Terrasse (1è version)

Ils sont partis. Ils ont du travail. Ils font des choses sérieuses, eux.
Ils sont partis travailler, leur physique, leur informatique, leur sociologie, leur droit...
Ils sont partis et m'ont laissé là. Pas un ne m'a entendu, pas un n'a compris. Par pitié, ne me laissez pas avec moi...

Il sont partis. Ils s'occupent de choses sérieuses.
J'ai dérivé, perdu dans le courant. Je me suis échoué sur la terrasse.
La ville est grande. La ville est lumineuse. La ville est laide, désespérément humaine, pleine de grandes personnes qui s'occupent de choses sérieuses.
Il y a, çà et là, des lumières allumées, des réverbères éclairant la nuit, des enseignes publicitaires.
Je rêve. La bombe arrive. La nappe de feu s'étend, écrasant tout sur son passage. Les maisons, les immeubles sont engloutis entiers dans la fournaise, s'effondrent dans la poussière et dans le bruit. La nappe de feu gagne, de proche en proche, sans soucis des limitations de vitesse. Elle recouvre la ville, la détruit, vient s'échouer sur la colline comme la mer sur un quai, s'arrête à mes pieds, ne laissant d'intact que la partie émergée.
Je me réveille. La ville est là, géante, hideuse, avec ses lumières jaunes et ses maisons noires. Des voitures se poursuivent dans les rues, au hasard, guidées par on ne sait quel instinct incompréhensible.
Le bruit de fond est sourd, continu, comme le grognement d'une bête géante qui se sait détestée et se prépare à mordre.

Rassure-toi, sale bête, je ne m'approcherai pas.

Deux ambulances jouent à cache-cache avec d'autres voitures. Un coup de sirène ici, un autre là, elles se répondent en s'ouvrant le chemin. Elles courent à leur vie, vite, vite, elles vont s'occuper de choses sérieuses, de sauver des vies humaines ou de récupérer un abruti tombé en coma éthylique, qui sait. Elles jouent à dépasser les autres, elles sont pressées.

La navette arrive. J'entends son bruit sifflant, je la vois arriver sur la place où elle fait demi-tour et va se cacher derrière un bâtiment.
Deux minutes après, le flot d'étudiants qu'elle a déposés arrive, montant l'escalier d'un pas décidé, pressé. Ils passent à ma droite, loin, sur la route, et disparaissent derrière le mur, la démarche saccadée, sans un regard autour d'eux.

Surtout, ne jamais perdre de temps à regarder autour de soi. Il y a du travail, ne nous laissons pas distraire.

Les ambulances se sont tues, la navette est repartie, les étudiants ont disparu. Il reste la ville, la terrasse, et moi. Moi, appuyé sur la rambarde, à regarder cet être monstrueux qui aimerait me dévorer.

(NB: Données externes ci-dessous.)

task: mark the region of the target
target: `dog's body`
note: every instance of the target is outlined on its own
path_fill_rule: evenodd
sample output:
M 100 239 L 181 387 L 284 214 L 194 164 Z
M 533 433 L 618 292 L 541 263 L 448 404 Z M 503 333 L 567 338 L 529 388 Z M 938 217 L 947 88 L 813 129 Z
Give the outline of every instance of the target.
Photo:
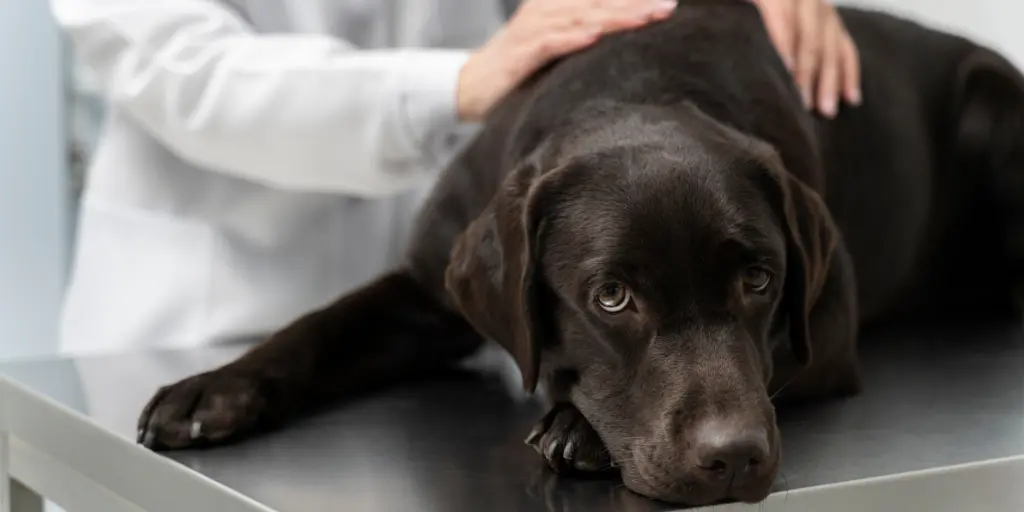
M 864 104 L 835 121 L 802 106 L 742 1 L 681 2 L 539 73 L 441 177 L 407 265 L 162 389 L 140 440 L 241 438 L 492 338 L 557 402 L 530 435 L 554 468 L 614 461 L 648 496 L 762 499 L 778 464 L 769 396 L 856 392 L 859 328 L 1009 311 L 1022 282 L 1024 80 L 962 38 L 841 12 Z M 719 234 L 762 244 L 772 271 L 720 290 L 732 253 L 700 252 Z M 600 292 L 632 293 L 630 312 L 577 301 L 595 265 L 630 267 L 628 288 Z M 771 275 L 785 289 L 760 291 Z M 705 457 L 707 425 L 741 455 Z

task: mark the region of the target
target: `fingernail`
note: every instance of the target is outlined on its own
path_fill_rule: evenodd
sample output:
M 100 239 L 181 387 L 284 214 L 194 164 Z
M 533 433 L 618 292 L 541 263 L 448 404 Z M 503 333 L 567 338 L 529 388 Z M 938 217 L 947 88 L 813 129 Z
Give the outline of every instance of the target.
M 836 117 L 836 100 L 827 98 L 824 101 L 821 101 L 821 113 L 827 118 Z
M 537 442 L 538 439 L 541 438 L 541 434 L 543 432 L 544 429 L 542 429 L 540 426 L 535 427 L 534 430 L 529 432 L 529 435 L 526 436 L 526 440 L 524 440 L 523 442 L 525 442 L 526 444 L 534 444 L 535 442 Z
M 850 91 L 850 102 L 859 105 L 860 104 L 860 89 L 854 89 Z

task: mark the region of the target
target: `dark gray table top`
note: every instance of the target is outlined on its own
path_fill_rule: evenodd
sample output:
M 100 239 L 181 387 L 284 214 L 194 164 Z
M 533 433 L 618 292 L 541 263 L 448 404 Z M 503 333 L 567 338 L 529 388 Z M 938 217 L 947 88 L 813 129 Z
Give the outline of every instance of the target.
M 242 347 L 0 365 L 29 387 L 133 438 L 160 385 Z M 867 336 L 865 392 L 780 412 L 779 488 L 1024 454 L 1017 326 Z M 503 354 L 355 401 L 258 440 L 169 457 L 283 512 L 657 510 L 620 481 L 560 479 L 522 442 L 543 413 Z

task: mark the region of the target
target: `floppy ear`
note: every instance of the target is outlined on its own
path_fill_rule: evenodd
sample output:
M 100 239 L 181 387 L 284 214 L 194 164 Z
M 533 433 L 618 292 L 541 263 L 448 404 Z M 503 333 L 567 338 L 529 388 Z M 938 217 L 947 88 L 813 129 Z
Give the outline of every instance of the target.
M 839 231 L 821 196 L 791 174 L 774 152 L 763 164 L 786 239 L 782 307 L 788 315 L 790 342 L 797 360 L 807 366 L 812 355 L 810 315 L 824 289 Z
M 543 219 L 540 191 L 559 172 L 542 177 L 527 162 L 509 173 L 456 241 L 444 272 L 444 286 L 466 321 L 512 354 L 527 392 L 537 388 L 544 329 L 536 254 Z

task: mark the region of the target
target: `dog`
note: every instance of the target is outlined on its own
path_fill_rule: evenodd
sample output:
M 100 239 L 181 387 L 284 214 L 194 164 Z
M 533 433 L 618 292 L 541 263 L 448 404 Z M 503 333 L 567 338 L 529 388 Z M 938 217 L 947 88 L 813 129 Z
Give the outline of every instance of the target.
M 541 70 L 444 170 L 402 265 L 161 388 L 139 442 L 246 439 L 490 340 L 551 399 L 527 441 L 555 471 L 763 500 L 776 406 L 861 392 L 864 329 L 1020 310 L 1024 77 L 840 15 L 864 102 L 835 120 L 742 0 L 682 1 Z

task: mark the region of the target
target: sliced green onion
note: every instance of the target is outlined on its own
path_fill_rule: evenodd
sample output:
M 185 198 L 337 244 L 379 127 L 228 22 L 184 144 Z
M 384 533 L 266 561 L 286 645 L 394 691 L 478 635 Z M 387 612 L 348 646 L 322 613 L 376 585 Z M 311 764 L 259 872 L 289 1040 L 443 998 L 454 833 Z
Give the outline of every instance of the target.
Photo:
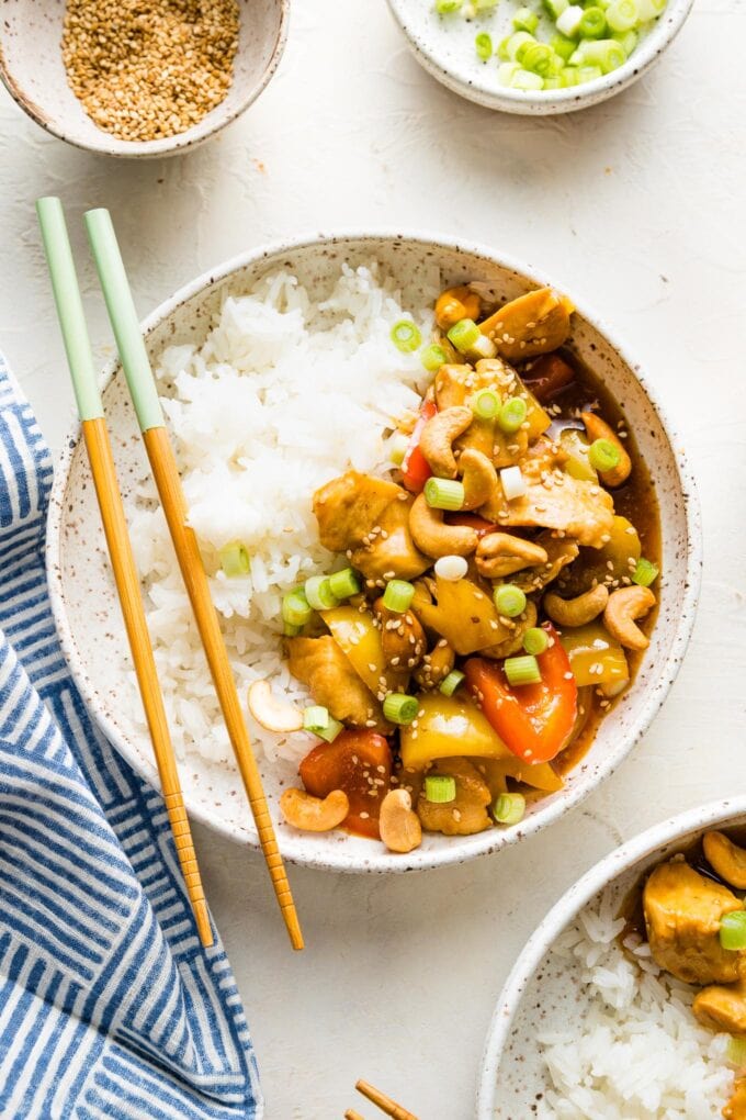
M 506 618 L 518 618 L 526 610 L 526 595 L 514 584 L 501 584 L 492 592 L 499 615 Z
M 574 39 L 580 27 L 583 9 L 577 3 L 572 3 L 557 19 L 557 30 L 566 35 L 568 39 Z
M 432 774 L 425 778 L 425 801 L 445 805 L 456 800 L 456 780 L 445 774 Z
M 480 31 L 474 39 L 474 50 L 478 58 L 483 63 L 488 62 L 492 57 L 492 36 L 487 31 Z
M 538 657 L 546 653 L 549 647 L 549 635 L 540 626 L 529 626 L 523 634 L 523 648 L 527 653 Z
M 339 606 L 329 584 L 329 576 L 311 576 L 303 585 L 309 606 L 314 610 L 331 610 Z
M 658 564 L 653 563 L 651 560 L 645 560 L 644 557 L 640 557 L 632 576 L 632 582 L 638 584 L 639 587 L 650 587 L 654 584 L 660 573 L 660 568 Z
M 494 799 L 492 815 L 498 824 L 518 824 L 526 815 L 526 797 L 522 793 L 500 793 Z
M 622 452 L 611 439 L 594 439 L 588 448 L 588 463 L 599 474 L 618 467 L 621 460 Z
M 333 571 L 329 577 L 329 587 L 336 599 L 349 599 L 351 595 L 360 594 L 360 580 L 352 568 Z
M 532 43 L 536 43 L 536 39 L 528 31 L 516 31 L 511 35 L 506 43 L 506 53 L 510 62 L 519 63 L 522 52 Z
M 502 668 L 506 671 L 508 683 L 512 688 L 518 688 L 521 684 L 541 683 L 539 663 L 530 653 L 519 657 L 506 657 Z
M 452 697 L 465 679 L 465 674 L 460 669 L 452 669 L 448 675 L 438 684 L 438 692 L 442 692 L 444 697 Z
M 603 8 L 598 8 L 594 4 L 593 8 L 586 8 L 583 12 L 580 19 L 580 25 L 578 31 L 582 36 L 588 39 L 599 39 L 606 34 L 606 13 Z
M 425 483 L 425 501 L 433 510 L 463 510 L 464 484 L 455 478 L 431 477 Z
M 596 82 L 603 76 L 604 72 L 601 66 L 578 66 L 577 68 L 577 80 L 580 85 L 584 85 L 586 82 Z
M 445 365 L 448 361 L 448 355 L 442 346 L 438 346 L 436 343 L 432 343 L 429 346 L 425 346 L 425 349 L 419 355 L 419 358 L 428 373 L 437 373 L 441 366 Z
M 482 420 L 491 420 L 500 411 L 500 398 L 493 389 L 480 389 L 471 401 L 471 410 Z
M 418 349 L 422 335 L 416 323 L 413 323 L 412 319 L 399 319 L 398 323 L 395 323 L 391 327 L 391 342 L 403 354 L 412 354 L 413 351 Z
M 313 610 L 305 598 L 303 588 L 296 588 L 283 596 L 282 619 L 290 626 L 305 626 L 311 618 Z
M 578 66 L 599 67 L 602 73 L 610 74 L 626 62 L 626 53 L 616 39 L 583 39 L 570 63 Z
M 402 431 L 395 432 L 388 441 L 388 461 L 395 467 L 400 467 L 408 448 L 409 438 Z
M 529 31 L 531 35 L 539 26 L 539 17 L 530 8 L 519 8 L 513 16 L 513 27 L 517 31 Z
M 553 35 L 549 40 L 549 46 L 556 55 L 559 55 L 565 62 L 574 53 L 576 44 L 573 39 L 568 39 L 566 35 Z
M 226 544 L 224 549 L 220 549 L 219 557 L 220 567 L 228 579 L 234 579 L 236 576 L 248 576 L 248 552 L 243 544 Z
M 384 606 L 397 615 L 408 610 L 415 597 L 415 589 L 406 579 L 389 579 L 384 591 Z
M 746 911 L 730 911 L 720 918 L 720 944 L 724 949 L 738 952 L 746 949 Z
M 417 697 L 408 697 L 406 692 L 389 692 L 384 700 L 384 716 L 391 724 L 410 724 L 418 711 Z
M 606 22 L 612 31 L 631 31 L 638 26 L 640 10 L 635 0 L 614 0 L 606 9 Z
M 528 407 L 522 396 L 511 396 L 500 409 L 498 417 L 498 428 L 507 436 L 512 436 L 525 422 L 528 414 Z
M 523 52 L 521 66 L 546 77 L 553 69 L 555 53 L 547 43 L 532 43 Z
M 473 319 L 460 319 L 448 330 L 448 342 L 452 342 L 460 354 L 464 354 L 474 345 L 480 336 L 480 329 Z

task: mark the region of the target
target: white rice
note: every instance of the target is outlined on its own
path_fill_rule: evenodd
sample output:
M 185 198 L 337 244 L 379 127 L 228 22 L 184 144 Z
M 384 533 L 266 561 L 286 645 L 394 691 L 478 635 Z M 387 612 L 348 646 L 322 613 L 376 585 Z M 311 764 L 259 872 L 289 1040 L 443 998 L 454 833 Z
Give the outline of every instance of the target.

D'un coup d'oeil, j'évalue la distance qui me sépare du mur de pierre, en contrebas de la terrasse. Une dizaine de mètres.
J'ai peur. Je n'ai pas envie de finir dans une chaise roulante... Mais puis-je prendre le risque de continuer dans cette vie ?
Je regarde encore. Le vide m'attire, m'appelle. Le mur m'attend impatiemment. Le vent froid me pousse, il veut m'aider.

J'hésite encore. Ce n'est vraiment pas haut. Je risque bien de me blesser pour rien, de n'arriver nulle part sinon à l'hôpital, après un voyage dans une de ces ambulances criardes et pressées qui s'occupent de choses sérieuses.

Je pense à elle. Celle qui a eu la maladresse de laisser traîner un filet, dans lequel je me suis entortillé de telle manière qu'elle même ne sait plus m'en démêler. Celle qui est bien emmerdée d'avoir attrapée un poisson alors qu'elle ne pêchait plus.
Je ne sais plus. Le vide m'appelle...
Que fera-t-elle, après ? Va-t-elle me pleurer ? Saura-t-elle, surtout, vivre avec ça ?
Je sais. Je n'ai pas le droit de lui imposer ça.
Je m'éloigne de la rambarde, je quitte la terrasse.

C'est à cause d'elle que je suis encore en vie.